Tag Archives: shtetl

You’re a global villager? I’m a shtetl-dweller!

If I were a shtetl-dweller

I always wonder, if I lived in a small shtetl in Poland – which is where I really should be living right now…

Me if we’d stayed in Poland (and if there hadn’t been a Holocaust, of course) (“Babushka”, by Irina Gaiduk)

…would I have the stress I’m dealing with today?

There is so much talk about the wonders of globilization. We can go anywhere, be in touch with anyone, and we have access to everyone’s creations and they have access to ours!

Sounds really scary, if you ask me.

Global village my ass!

I know all the lovely talk about how wonderful it is to be living in such a “small” global village… But, um, where is this “small” of which you speak? It’s a freakin’ mega-city out there, with a web connecting each and everyone one of us to each other.

Now the shtetl – that was a small world. You maybe knew a couple hundred people and you were probably the only butcher, baker or candle-stick maker for a good five kilometers (and who ever travelled that far).

Now, with everyone being bombarded with everyone’s creations, we are not only competing against our next door neighbours anymore. Now we are competing against everyone.

I find the sheer size of it all quite overwhelming.

Global village psychosis

As a writer, every time I think of something I want to write, I wonder if someone else has already written it and if so, did they write it better than I would (I know it’s a simplified question – too bad). In the past, that wouldn’t matter because my town dwellers wouldn’t have read what the writer on the other side of the world had written. But today they have access to the other writer’s work and if it is better, why would they want to read mine?

Then when people actually do read my writing and tell me it meant something to them, the positive feedback and the numbers fall short because there is always bigger and better. My (loyal, pleasant and quite lovely) readership just can’t compare to the possibilities out there. (Dear reader, I do appreciate you. I write more about that below! Just need to finish making my point.)

Finally, every time I come across something interesting to read or watch, I find myself too overwhelmed with information to be able to concentrate on one piece at a time. I want to read it or watch it and then think about it and possibly discuss it, but instead I need to get through it as quickly as possible and quickly move on to the other information out there which apparently equally needs my attention. I find it close to impossible to focus on just one thing for an “extended” period of time because there is almost always a feeling that there is something else I should be doing because there is so much out there to do.

Greed instead of gratitude

Because the whole world is supposedly at our fingertips, many of us global mega-city dwellers become greedy. We lose the ability to feel true gratitude for what we have while we look out at the big world, drooling, hoping we’ll be able to get a nice chunk of the treasure for ourselves. So many of us have so much already – I know I do – but the belief that we could have more makes what we have seem like not enough.
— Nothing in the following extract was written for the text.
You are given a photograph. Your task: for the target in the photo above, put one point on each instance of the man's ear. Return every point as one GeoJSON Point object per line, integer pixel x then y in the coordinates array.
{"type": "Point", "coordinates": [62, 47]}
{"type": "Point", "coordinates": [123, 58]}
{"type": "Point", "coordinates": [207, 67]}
Ironically (and very sadly), that belief can be absolutely debilitating.

As for me personally, I just see that globilization doesn’t really fit my personality. I think that naturally I am a slow and focused person. I feel the need to think slowly and in depth. The depth I yearn for only comes with the correct speed (aka slow) but I don’t feel like I have time for that speed because the world is just too big and I’ll never get to it if I’m slow. I don’t want to BS and I don’t want to pretend I’m something I’m not, but I find that I push myself to rush and I usually brush off the feeling that I’m missing something and move onto the next thought or action, just so I can keep up with the world.

Shtetl-dwelling is the solution

I think that the only solution is for us to pretend we actually do still live in shtetls. This isn’t totally incorrect; my shtetl is my family and friends. It is the people with whom I work and it’s my wonderful readers.

The beauty is that when I think of my closest circles as most important in my life, disregarding how damn huge the world actually is, then I can honestly love my readers unhesitatingly. I can also write all the stuff I want to write and feel good about getting my ideas out there.

And, imagine… I could come across a video and happily watch it, even if it’s something crazy like a whole 14 minutes long.

Yup, as hard as it is to imagine, us shtetl-dwellers have time for 14-minute YouTube videos.